In May 2011, the FASB issued ASU No. 2011-04, Amendments to Achieve Common Fair Value Measurement and Disclosure Requirements in U.S. GAAP and International Financial Reporting Standards (“IFRS”). This pronouncement was issued to provide a consistent definition of fair value and ensure that the fair value measurement and disclosure requirements are similar between U.S. GAAP and IFRS. ASU 2011-04 changes certain fair value measurement principles and enhances the disclosure requirements particularly for Level 3 fair value measurements. The Company’s adoption of ASU No. 2011-04 effective April 1, 2012 did not have a material impact on its consolidated results of operations or financial condition.

Fair Value Measurements

 The Company follows the principles of fair value accounting as they relate to its financial assets and financial liabilities. Fair value is defined as the estimated exit price received to sell an asset or paid to transfer a liability in an orderly transaction between market participants at the measurement date, rather than an entry price which represents the purchase price of an asset or liability. Where available, fair value is based on observable market prices or parameters or derived from such prices or parameters. Where observable prices or inputs are not available, valuation models are applied. These valuation techniques involve some level of management estimation and judgment, the degree of which is dependent on several factors, including the instrument’s complexity. The required fair value hierarchy that prioritizes observable and unobservable inputs used to measure fair value into three broad levels is described as follows:


Level 1 — Quoted prices (unadjusted) in active markets that are accessible at the measurement date for assets or liabilities. The fair value hierarchy gives the highest priority to Level 1 inputs.


Level 2 — Inputs other than Level 1 that are observable, either directly or indirectly, such as quoted prices for similar assets or liabilities; quoted prices in markets that are not active; or other inputs that are observable or can be corroborated by observable market data for substantially the full term of the assets or liabilities.


Level 3 — Unobservable inputs (i.e., inputs that reflect the reporting entity’s own assumptions about the assumptions that market participants would use in estimating the fair value of an asset or liability) are used when little or no market data is available. The fair value hierarchy gives the lowest priority to Level 3 inputs.

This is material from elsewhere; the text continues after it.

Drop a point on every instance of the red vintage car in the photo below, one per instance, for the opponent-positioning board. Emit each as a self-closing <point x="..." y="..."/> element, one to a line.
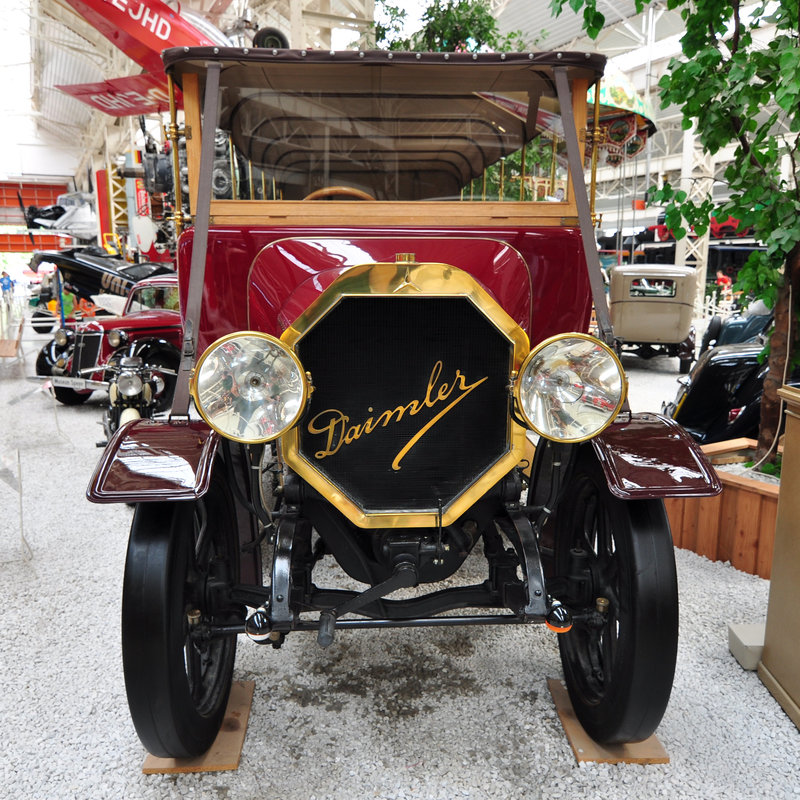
<point x="386" y="364"/>
<point x="150" y="327"/>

A financial instrument’s categorization within the valuation hierarchy is based upon the lowest level of input that is significant to the fair value measurement. Where quoted prices are available in an active market, securities are classified as Level 1 of the valuation hierarchy. If quoted market prices are not available for the specific financial instrument, then the Company estimates fair value by using pricing models, quoted prices of financial instruments with similar characteristics or discounted cash flows. In certain cases where there is limited activity or less transparency around inputs to valuation, financial assets or liabilities are classified as Level 3 within the valuation hierarchy.


The Company does not use derivative instruments for hedging of market risks or for trading or speculative purposes. No assets or liabilities were carried at fair value at June 30, 2012 or March 31, 2012.